I was watching Chronicle, a short but interesting film that takes on the emotional struggle of mentally unstable teens through the thematic use of burgeoning super powers. It was a taut, surprisingly thorough film that kept me quite interested… up until the point that they killed off Steve (Michael B. Jordan). I wish to god that didn’t effect me like it did, but my heart sank and I had to leave the room for a moment. Steve was nice, charming, and genuinely helpful towards the end of his life. He tried to really help the troubled teen Andrew as he grew more angry and antagonistic. The film clearly used that death to spur the impetus to get Andrew’s cousin, Matt, to deal with Andrew once and for all. But the “death as motivator” trope is already overdone. Adding that racial component only speaks to the systemic issues within the creative field.

How overused has this become? When reading a list of underrated video games of 2012, many people mentioned Binary Domain as one of them. And it was a surprisingly solid game, with tight mechanics, great graphics, and a delicious and deep sci-fi plot bolstered by very unique, personality-filled characters. It didn’t take itself seriously, and the VO was perfect for the tongue-in-cheek dialogue. Boss fights were tough and huge. Everything was running smoothly… until the end. The black character, Bo, sacrifices himself to save the love interest of Faye, in service to protagonist, Dan. There’s a dramatic, touching scene of Dan talking to Bo as he lay dying. It’s well done, especially in context with the series of big reveals that came before it. But of all the characters – and there are a lot of them – did it have to be Bo? And why only him? There’s five other perfect characters that could have been the lamb.
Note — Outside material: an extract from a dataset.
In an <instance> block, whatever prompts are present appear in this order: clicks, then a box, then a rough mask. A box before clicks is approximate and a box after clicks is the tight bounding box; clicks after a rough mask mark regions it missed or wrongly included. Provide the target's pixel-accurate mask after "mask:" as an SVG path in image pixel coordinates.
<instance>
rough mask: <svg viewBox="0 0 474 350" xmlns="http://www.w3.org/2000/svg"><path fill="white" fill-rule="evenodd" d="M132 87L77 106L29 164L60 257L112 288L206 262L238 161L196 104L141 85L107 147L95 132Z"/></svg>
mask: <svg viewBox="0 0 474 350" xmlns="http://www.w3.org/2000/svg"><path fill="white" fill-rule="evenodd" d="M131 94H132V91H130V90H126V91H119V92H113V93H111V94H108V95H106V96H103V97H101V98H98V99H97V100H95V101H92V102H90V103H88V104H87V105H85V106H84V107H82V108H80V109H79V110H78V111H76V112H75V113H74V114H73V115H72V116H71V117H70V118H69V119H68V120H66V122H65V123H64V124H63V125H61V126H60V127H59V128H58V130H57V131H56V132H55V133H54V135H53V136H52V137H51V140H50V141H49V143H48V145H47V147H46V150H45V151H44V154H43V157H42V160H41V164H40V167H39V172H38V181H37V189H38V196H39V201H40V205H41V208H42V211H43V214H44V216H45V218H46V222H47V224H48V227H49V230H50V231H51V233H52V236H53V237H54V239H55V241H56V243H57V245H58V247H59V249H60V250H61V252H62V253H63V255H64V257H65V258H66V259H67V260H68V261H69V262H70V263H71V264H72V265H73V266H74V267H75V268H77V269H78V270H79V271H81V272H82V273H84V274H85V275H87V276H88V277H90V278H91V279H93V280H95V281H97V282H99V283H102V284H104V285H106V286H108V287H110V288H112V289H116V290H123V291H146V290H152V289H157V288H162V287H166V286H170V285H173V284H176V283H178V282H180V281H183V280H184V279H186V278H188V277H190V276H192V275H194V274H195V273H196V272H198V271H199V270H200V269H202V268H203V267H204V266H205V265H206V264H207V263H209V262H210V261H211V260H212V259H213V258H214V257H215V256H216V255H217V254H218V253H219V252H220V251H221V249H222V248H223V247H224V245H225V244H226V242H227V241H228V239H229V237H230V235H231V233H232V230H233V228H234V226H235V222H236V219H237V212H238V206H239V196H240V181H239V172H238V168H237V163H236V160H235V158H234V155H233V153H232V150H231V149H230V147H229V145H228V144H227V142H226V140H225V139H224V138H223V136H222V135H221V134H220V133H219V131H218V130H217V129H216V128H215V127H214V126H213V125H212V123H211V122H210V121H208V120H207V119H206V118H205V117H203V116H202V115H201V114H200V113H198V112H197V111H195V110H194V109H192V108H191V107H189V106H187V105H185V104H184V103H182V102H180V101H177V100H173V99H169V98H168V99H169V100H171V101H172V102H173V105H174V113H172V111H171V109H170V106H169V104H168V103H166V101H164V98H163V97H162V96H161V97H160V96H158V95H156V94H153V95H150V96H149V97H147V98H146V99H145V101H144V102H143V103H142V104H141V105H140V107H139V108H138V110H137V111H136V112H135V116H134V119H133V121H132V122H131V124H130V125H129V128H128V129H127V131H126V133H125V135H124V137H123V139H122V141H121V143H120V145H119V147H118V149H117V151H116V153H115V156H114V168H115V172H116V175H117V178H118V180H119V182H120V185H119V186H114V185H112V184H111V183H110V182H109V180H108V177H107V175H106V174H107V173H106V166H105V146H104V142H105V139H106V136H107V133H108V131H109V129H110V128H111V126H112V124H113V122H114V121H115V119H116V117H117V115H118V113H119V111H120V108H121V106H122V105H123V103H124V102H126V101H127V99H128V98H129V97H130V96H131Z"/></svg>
Here’s the kicker. Three completely different pieces of entertainment from three entirely different media all killed off their only black male characters solely in service to the white protagonist. This is ridiculous. And yes, people of all races, generally speaking, were killed (not so much in Binary Domain, but it’s a moot point since mostly everyone were robots). And I’m not claiming that creators should be forced to do something they do or do not what to do, creatively. The problem is that there are already so few black characters in our media, fewer of them developed beyond a single note. (Odd, since The Walking Dead is located in Atlanta with a high black population, and Binary Domain often deals with military groups, groups that often have large African-American numbers.) Why can’t they live happy lives? Why can’t they survive? Why are they seemingly always killed to ensure the happiness/survival of their white peers? Why did THREE totally different development teams all make this same decision?

Women in media are killed for white, male protagonist to go on revenge sprees (add in a little rape or refrigeration to make it “serious”). Black men, on the other hand, are killed in sacrifice to save their Caucasian others. Both are awful, but at least now there seems to be an attempt to really make it a point to bring the treatment of female characters in media to light. African-Americans and other minorities need to definitely speak up and campaign strongly against this, and demand better from writers and creators.